I was talking to a very good first-aid trainer the other day. He was quite amused of the trends of local governments and private institutions scurrying to have training on safety, first aid and other disaster recovery and rescue right after a disaster happens like, a strong typhoon, earthquake or fire. There is always an upsurge of request for his training right after natural or man-made calamites. Right before it, there was hardly any inkling of the need to have the training for survival and rescue. I laughed with him because the same is so true even in other areas of life. We sometimes need a serious whacking on the side of our heads before we realize the need to learn something.
Complacency seems to be a bad word. I have not heard of anyone who like to be called complacent because to be called such means that one is so arrogantly satisfied with one’s situation that one fails to recognize the need for change. We don’t like to be called complacent because it would mean that we are waiting for disasters to happen before we realize we cannot afford to be smug. In reality however a lot of us are in fact, complacent. Many of us fail to foresee disasters in our lives or organization waiting to happen because we think that we have everything that we need to run our lives or run our business. Don’t get me wrong, having some degree of satisfaction with how things work in your life and organization is not at all bad. We deserve to have some happiness for the amount of work we do.
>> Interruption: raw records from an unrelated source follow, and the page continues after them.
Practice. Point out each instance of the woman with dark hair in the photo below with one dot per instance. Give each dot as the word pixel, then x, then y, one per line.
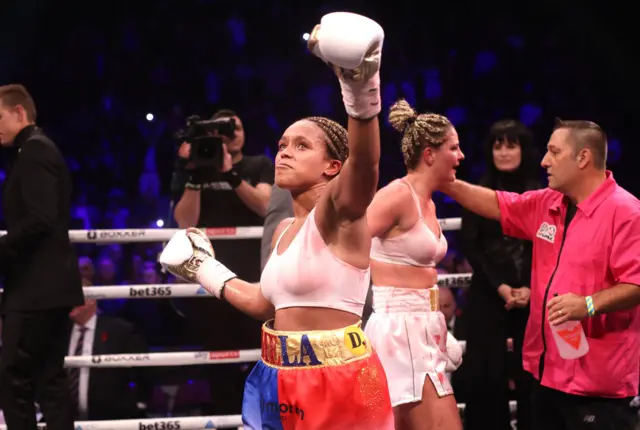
pixel 318 370
pixel 499 293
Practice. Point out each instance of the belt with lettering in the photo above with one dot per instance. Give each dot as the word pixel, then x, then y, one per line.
pixel 295 349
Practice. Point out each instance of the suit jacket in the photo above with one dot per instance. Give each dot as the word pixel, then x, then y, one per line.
pixel 40 266
pixel 110 396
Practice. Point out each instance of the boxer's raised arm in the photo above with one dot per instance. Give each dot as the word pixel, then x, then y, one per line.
pixel 352 44
pixel 247 297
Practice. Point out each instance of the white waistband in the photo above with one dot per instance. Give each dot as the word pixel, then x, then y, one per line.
pixel 396 300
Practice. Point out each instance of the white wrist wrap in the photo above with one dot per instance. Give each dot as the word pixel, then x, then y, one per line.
pixel 212 275
pixel 362 99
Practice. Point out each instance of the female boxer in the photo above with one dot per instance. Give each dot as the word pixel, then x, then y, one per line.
pixel 318 370
pixel 406 328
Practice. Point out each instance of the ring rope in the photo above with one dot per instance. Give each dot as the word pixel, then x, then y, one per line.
pixel 168 291
pixel 180 423
pixel 158 359
pixel 170 423
pixel 148 235
pixel 184 358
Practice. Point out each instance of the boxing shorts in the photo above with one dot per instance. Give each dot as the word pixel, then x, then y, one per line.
pixel 409 334
pixel 317 380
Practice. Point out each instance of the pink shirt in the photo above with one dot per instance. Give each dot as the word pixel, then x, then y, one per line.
pixel 601 249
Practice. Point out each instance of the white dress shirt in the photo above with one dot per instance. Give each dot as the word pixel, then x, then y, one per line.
pixel 87 349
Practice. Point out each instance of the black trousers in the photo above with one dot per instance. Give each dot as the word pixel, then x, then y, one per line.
pixel 34 345
pixel 555 410
pixel 488 366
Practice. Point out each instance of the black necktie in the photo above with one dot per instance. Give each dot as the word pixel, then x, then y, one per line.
pixel 74 372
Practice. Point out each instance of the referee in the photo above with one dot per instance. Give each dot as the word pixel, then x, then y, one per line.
pixel 585 231
pixel 40 268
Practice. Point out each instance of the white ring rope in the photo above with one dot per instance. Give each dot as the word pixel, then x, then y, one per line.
pixel 173 423
pixel 142 235
pixel 168 291
pixel 157 359
pixel 183 358
pixel 179 423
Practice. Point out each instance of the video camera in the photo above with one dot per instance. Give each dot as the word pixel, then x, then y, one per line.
pixel 205 139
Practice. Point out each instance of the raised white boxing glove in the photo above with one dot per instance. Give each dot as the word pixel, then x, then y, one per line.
pixel 352 45
pixel 190 256
pixel 454 353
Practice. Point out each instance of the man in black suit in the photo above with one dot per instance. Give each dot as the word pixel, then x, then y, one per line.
pixel 105 393
pixel 42 280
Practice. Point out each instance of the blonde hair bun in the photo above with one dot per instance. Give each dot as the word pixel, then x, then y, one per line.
pixel 401 114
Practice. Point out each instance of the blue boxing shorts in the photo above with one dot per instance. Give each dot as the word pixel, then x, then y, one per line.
pixel 317 380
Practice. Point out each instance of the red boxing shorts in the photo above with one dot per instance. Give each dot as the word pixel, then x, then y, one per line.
pixel 317 380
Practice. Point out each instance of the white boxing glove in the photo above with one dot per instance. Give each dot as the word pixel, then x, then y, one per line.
pixel 352 45
pixel 190 256
pixel 454 353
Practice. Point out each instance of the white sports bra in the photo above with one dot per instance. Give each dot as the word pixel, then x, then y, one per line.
pixel 417 247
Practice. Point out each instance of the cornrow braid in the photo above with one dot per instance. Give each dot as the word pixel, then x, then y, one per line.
pixel 337 142
pixel 418 130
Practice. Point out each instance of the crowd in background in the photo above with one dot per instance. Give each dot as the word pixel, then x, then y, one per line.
pixel 114 83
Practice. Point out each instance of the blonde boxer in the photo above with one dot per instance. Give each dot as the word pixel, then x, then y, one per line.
pixel 406 328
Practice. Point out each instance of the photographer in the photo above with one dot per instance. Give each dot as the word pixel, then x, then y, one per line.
pixel 232 190
pixel 235 195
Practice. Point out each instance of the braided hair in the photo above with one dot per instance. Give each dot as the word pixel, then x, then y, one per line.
pixel 337 142
pixel 418 130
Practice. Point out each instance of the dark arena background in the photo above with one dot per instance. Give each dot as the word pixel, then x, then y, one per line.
pixel 114 81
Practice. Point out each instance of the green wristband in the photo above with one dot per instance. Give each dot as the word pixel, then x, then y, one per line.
pixel 590 308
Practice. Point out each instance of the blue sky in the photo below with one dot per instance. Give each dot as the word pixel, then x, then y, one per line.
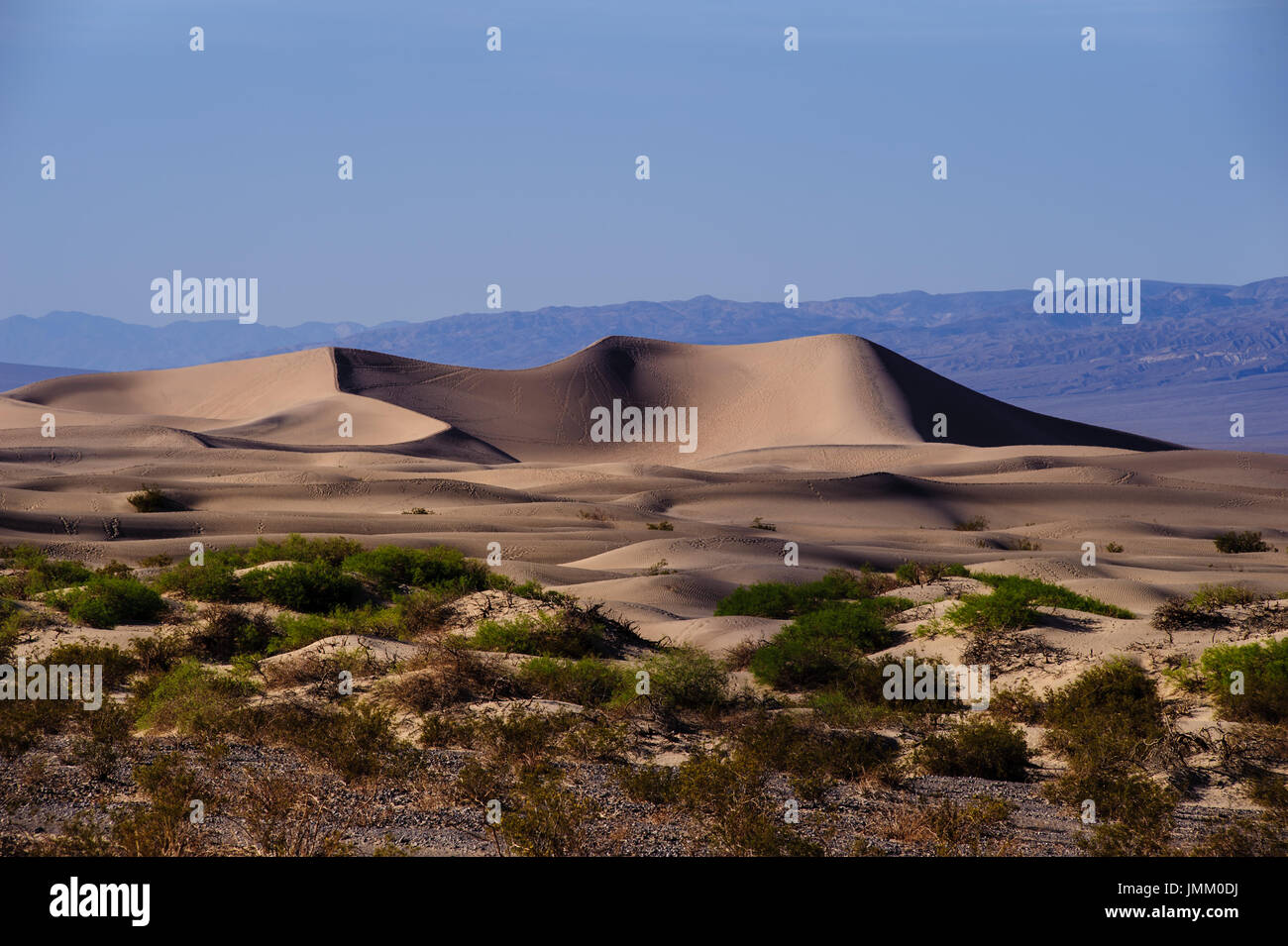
pixel 516 167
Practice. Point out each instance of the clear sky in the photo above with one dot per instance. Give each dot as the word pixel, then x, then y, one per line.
pixel 518 167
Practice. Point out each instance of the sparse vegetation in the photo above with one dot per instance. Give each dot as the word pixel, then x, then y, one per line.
pixel 1248 681
pixel 104 601
pixel 980 748
pixel 1239 542
pixel 153 499
pixel 782 600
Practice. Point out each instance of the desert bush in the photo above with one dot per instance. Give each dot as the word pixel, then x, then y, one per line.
pixel 454 675
pixel 811 753
pixel 226 632
pixel 159 653
pixel 46 575
pixel 728 796
pixel 1047 594
pixel 1104 723
pixel 1214 596
pixel 106 742
pixel 309 587
pixel 1263 695
pixel 25 722
pixel 329 551
pixel 1005 609
pixel 1179 614
pixel 687 680
pixel 819 648
pixel 391 568
pixel 283 819
pixel 104 602
pixel 1239 542
pixel 926 573
pixel 1138 815
pixel 588 681
pixel 189 699
pixel 979 748
pixel 1018 703
pixel 160 826
pixel 1106 713
pixel 210 581
pixel 117 665
pixel 357 740
pixel 782 600
pixel 153 499
pixel 548 820
pixel 425 610
pixel 574 632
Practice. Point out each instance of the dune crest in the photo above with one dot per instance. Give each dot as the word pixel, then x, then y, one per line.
pixel 820 390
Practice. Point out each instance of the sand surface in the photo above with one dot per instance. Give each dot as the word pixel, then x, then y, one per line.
pixel 828 439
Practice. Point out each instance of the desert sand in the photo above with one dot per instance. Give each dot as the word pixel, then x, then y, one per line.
pixel 827 443
pixel 828 439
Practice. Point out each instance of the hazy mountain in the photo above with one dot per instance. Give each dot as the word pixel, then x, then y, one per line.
pixel 1198 353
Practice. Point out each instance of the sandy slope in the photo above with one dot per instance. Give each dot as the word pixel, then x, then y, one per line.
pixel 825 438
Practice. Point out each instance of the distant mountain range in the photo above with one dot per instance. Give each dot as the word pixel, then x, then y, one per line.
pixel 1198 354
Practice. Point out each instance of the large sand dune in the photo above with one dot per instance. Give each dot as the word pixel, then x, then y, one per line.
pixel 827 441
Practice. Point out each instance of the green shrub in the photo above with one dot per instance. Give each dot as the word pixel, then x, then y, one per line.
pixel 189 699
pixel 1237 542
pixel 391 568
pixel 811 753
pixel 294 547
pixel 1012 605
pixel 1106 713
pixel 104 602
pixel 153 499
pixel 925 573
pixel 588 681
pixel 548 820
pixel 47 575
pixel 574 632
pixel 687 679
pixel 819 649
pixel 979 748
pixel 1005 609
pixel 1211 597
pixel 210 581
pixel 117 665
pixel 1265 680
pixel 309 587
pixel 228 632
pixel 782 600
pixel 1103 723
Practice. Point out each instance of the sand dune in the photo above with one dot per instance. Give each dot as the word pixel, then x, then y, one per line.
pixel 819 390
pixel 824 443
But to think of settling on what we have now as the key or the panacea to all the challenges that we are going to encounter in the future can lead us to disastrous failures.
A Manager in a large organization projects that she is very good at what she does. This person seems to brim with confidence when she deals with people in her organization and outside. She’s quite fast in bragging about her accomplishments in her past organizations. I’m always amazed at how she likes to project that all decisions she make are right and that all failures are caused by other people or her staff. Yes, her staff, the poor people who work their ass off to clean up the mess she makes are always used as fall guys whenever it is convenient for her to point at them when angry parties get affected by her poor decisions and organizing skills. A friend of mine calls people like her “unconscious, incompetent,” incompetent people who think they are otherwise. I’d like to call her “a bull in a china shop.” Everyone knows she’s breaking everything except her. Everyone else call her “scatter-brained”. What could stop her in her tracks toward inevitable failure? What could make her stop from being the pain in the ass that she is to becoming a more effective manager? Acceptance, acceptance of the fact that she is incompetent in so many things and that she needs to change for her own sake and for the sake of all the people she works with. Acceptance leads to awareness and awareness of the need to grow could lead to growth. It’s just a matter of decision. I wonder however how much humility she has in her person to accept her need to be better. I bet she can be better. Let me rephrase that question to involve all of us. How much humility do we have in ourselves to accept that we have some degree of incompetence that needs to be dealt with? I bet we can all be better.
One of the biggest challenges I guess that people who conduct training or those who are in the business of helping others help themselves is the task of breaking down the barriers to self discovery. These barriers are like false mirrors that reflect false images of us. These mirrors show us how we like to see ourselves, rather than how everyone else sees us. Only two things can break these barriers, a disastrous situation so intense that it makes us realize how foolish we were to ignore the signs, and the other one, a simple acknowledgement that as we journey through our professional and personal lives, challenges mount and that there is a constant need to improve ourselves, equip ourselves and to get ourselves ready to face these challenges.